Let $a_{2n-1}=-1/\sqrt{n}$ for $n=1,2,\dots$ Show that $\prod (1+a_n)$ converges but that $\sum a_n$ diverges.

Question

Let $a_{2n-1}=-1/\sqrt{n}$, $a_{2n}=1/\sqrt{n}+1/n$ for $n=1,2,\dots$ Show that $\prod (1+a_n)$ converges but that $\sum a_n$ diverges.

What I have found so far is that $\prod_{k=2}^{2n} a_n$=$3(1-\frac{1}{2\sqrt{2}})\cdots (1-\frac{1}{n\sqrt{n}})$

and

$\prod_{k=2}^{2n+1} a_n$=$3(1-\frac{1}{2\sqrt{2}})\cdots (1-\frac{1}{n\sqrt{n}})(1-\frac{1}{\sqrt{n+1}})$

I'm considering using the theorem that if each $a_n \ge 0$, then the product $\prod(1-a_n)$ converges if and only if, the series $\sum a_n$ converges. So since $\sum \frac{1}{n\sqrt{n}}$ converges, I think the above product converges as well, but I can't use this theorem right now because of the odd partial products. How can I resolve this problem? Also, I can clearly see that $\sum a_n$ diverges, but how can I prove this rigorously?

I would greatly appreciate some help.

Answer 1

It seems the following.

Also, I can clearly see that $\sum a_n$ diverges, but how can I prove this rigorously?

Assume that $\sum a_n$ converges to a number $A$. Then $\sum_{n=1}^{2m} a_n$ converges to $A$ too, but $\sum_{n=1}^{2m} a_n$ tends to $+\infty$.

I'm considering using the theorem that if each $a_n \ge 0$, then the product $\prod(1-a_n)$ converges if and only if, the series $\sum a_n$ converges. So since $\sum \frac{1}{n\sqrt{n}}$ converges, I think the above product converges as well, but I can't use this theorem right now because of the odd partial products. How can I resolve this problem?

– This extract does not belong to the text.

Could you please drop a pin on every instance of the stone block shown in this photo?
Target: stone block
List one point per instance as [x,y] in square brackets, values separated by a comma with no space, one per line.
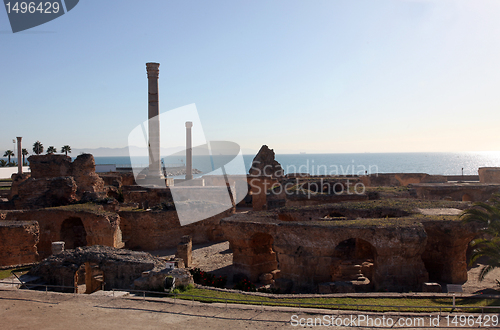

So we have that the sequence $b_n=\prod_{k=2}^{2n} (1+a_n)$ converges to a number $A$. Then a sequence $\prod_{k=2}^{2n+1} (1+a_n)=b_n (1-\frac{1}{\sqrt{n+1}})$ converges to $A$ too, so the product $\prod_{k=2}^\infty (1+a_n)$ converges to $A$ too.

Answer 2

Taking your definition at face value, the first terms in your infinite sum are $$\sum_{n=1}^{\infty}a_{n} = \frac{-1}{\sqrt{1}} + \frac{1}{\sqrt{1}} + \frac{1}{1} + \frac{-1}{\sqrt{2}} + \frac{1}{\sqrt{2}} + \frac{1}{2} + \cdots,$$ which leads to the conclusion that your infinite sum is just the harmonic series, which diverges by the integral test.

As $a_{1}=-1$ it is clear that $$\prod_{n=1}^{\infty}(1+a_{n})=0.$$ If we consider instead $$L=\prod_{n=3}^{\infty}(1+a_{n}) = \prod_{k=2}^{\infty}\left(1-\frac{1}{\sqrt{k}}\right)\left(1+\frac{1}{\sqrt{k}}+\frac{1}{k}\right) = \prod_{k=2}^{\infty}\left(1-\frac{1}{k^{3/2}}\right)$$ we can look at $$\ln(L) = \sum_{k=2}^{\infty}\ln\left(1-\frac{1}{k^{3/2}}\right),$$ which is a sum consisting entirely of negative terms. As the terms do not alternate in sign we can use a limit comparison test against $$\sum_{k=2}^{\infty}\frac{1}{k^{3/2}}$$ to show that the infinite sum, and hence the infinite product it came from, converges.